3. Browser DevTools. Open DevTools, go to the Network tab, reload the page twice (the second load lets the cached Alt-Svc upgrade take effect), right-click the column header, enable Protocol, and look for h3. The two-load step is the part people miss.

Reading a "not supported" result

If no h3 is advertised and a QUIC probe gets no response, HTTP/3 is genuinely off — enable it (below). But two near-misses are worth knowing.
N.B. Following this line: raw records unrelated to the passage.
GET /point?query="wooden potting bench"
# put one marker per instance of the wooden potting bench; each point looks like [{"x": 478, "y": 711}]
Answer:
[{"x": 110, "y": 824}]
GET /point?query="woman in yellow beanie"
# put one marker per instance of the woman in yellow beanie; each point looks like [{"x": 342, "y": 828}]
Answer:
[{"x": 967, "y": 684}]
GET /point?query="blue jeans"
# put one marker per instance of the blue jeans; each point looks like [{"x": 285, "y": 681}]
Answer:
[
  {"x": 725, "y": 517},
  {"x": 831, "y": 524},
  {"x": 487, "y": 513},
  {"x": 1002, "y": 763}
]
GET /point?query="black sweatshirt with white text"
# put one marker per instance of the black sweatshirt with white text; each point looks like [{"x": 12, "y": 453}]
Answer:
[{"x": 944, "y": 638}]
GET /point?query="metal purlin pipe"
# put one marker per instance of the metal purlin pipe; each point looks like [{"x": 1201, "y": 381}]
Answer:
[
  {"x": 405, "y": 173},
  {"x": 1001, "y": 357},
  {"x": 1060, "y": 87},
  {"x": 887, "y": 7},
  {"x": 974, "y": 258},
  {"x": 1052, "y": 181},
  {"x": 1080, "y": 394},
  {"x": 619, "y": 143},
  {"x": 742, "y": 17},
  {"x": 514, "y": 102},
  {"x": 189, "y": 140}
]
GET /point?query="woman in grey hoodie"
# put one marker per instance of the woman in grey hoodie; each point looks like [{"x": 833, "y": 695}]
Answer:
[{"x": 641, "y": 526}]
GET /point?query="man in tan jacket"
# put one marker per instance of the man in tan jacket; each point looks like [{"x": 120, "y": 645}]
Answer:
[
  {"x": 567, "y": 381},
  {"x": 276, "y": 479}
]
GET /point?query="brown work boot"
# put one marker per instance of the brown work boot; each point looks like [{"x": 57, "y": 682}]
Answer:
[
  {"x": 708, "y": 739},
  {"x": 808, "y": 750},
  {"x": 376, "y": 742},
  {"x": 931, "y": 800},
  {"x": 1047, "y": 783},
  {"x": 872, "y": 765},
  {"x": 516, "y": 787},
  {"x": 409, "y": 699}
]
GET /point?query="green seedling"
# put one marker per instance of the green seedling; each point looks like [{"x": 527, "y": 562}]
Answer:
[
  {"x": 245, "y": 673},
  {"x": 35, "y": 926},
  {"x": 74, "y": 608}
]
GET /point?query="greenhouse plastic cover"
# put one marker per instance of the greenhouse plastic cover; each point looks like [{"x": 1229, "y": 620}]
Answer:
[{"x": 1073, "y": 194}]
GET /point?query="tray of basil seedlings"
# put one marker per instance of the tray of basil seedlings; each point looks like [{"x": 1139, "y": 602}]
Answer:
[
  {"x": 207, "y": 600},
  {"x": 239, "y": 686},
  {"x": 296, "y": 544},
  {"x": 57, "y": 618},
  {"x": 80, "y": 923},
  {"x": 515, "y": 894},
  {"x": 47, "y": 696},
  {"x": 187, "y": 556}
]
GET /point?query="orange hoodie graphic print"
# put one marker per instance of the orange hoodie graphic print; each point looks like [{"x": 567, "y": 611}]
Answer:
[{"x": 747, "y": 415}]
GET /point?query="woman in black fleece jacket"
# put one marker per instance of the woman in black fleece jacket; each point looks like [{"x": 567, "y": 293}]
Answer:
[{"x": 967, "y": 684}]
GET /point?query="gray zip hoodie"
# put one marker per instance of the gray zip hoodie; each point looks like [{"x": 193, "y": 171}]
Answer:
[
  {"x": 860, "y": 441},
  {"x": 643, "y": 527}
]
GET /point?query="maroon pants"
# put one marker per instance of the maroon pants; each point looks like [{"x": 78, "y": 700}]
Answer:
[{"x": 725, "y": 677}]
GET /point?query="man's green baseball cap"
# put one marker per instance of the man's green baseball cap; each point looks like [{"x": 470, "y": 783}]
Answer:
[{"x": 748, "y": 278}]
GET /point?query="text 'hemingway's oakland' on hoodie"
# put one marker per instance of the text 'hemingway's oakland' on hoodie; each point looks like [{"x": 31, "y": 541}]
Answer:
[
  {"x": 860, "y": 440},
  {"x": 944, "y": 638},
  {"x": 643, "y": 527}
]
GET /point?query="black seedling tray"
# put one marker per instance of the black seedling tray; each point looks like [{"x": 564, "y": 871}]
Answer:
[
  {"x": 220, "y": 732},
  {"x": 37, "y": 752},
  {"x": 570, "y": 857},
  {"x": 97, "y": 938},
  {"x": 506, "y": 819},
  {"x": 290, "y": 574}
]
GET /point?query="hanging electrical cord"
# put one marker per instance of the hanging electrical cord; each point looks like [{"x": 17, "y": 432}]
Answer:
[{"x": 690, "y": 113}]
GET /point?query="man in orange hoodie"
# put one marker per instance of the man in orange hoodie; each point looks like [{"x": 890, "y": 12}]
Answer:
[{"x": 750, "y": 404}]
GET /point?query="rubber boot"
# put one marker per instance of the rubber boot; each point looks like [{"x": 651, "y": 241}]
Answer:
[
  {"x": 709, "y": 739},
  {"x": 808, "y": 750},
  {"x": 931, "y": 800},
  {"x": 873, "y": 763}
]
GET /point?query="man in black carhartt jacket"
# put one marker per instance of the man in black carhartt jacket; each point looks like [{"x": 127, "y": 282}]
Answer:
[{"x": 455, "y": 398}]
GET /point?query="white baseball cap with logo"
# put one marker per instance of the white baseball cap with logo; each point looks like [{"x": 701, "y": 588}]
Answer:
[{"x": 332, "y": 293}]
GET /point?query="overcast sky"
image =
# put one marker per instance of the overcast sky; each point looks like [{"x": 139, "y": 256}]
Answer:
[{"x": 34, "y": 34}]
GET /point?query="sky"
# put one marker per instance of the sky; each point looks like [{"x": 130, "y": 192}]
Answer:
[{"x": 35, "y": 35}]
If Alt-Svc advertises h3 yet the QUIC probe is silent, suspect a firewall blocking inbound UDP 443: QUIC is UDP-only, and many networks allow TCP 443 while filtering UDP 443. And if the site is simply unreachable over HTTPS, support can't be confirmed at all — that's reported as unconfirmed, not a failure.

How to enable HTTP/3

  • nginx 1.25+ (QUIC module): add listen 443 quic reuseport; beside listen 443 ssl;, set http3 on;, and add_header Alt-Svc 'h3=":443"; ma=86400';.
  • Cloudflare: one toggle — Speed → Optimization → Protocol Optimization → HTTP/3 (with QUIC).
  • Caddy: HTTP/3 is on automatically, no configuration.
  • LiteSpeed / OpenLiteSpeed: enable QUIC in the server tuning panel.

Two things are non-negotiable regardless of server: UDP port 443 must be open through every firewall and load balancer (QUIC doesn't use TCP), and the Alt-Svc header must actually reach the browser — a proxy that strips it silently keeps clients on HTTP/2. For the fastest negotiation, also publish an HTTPS DNS record: example.com. IN HTTPS 1 . alpn="h3,h2". After any change, re-test with the HTTP/3 checker to confirm Alt-Svc, the HTTPS record, and the live QUIC probe all line up.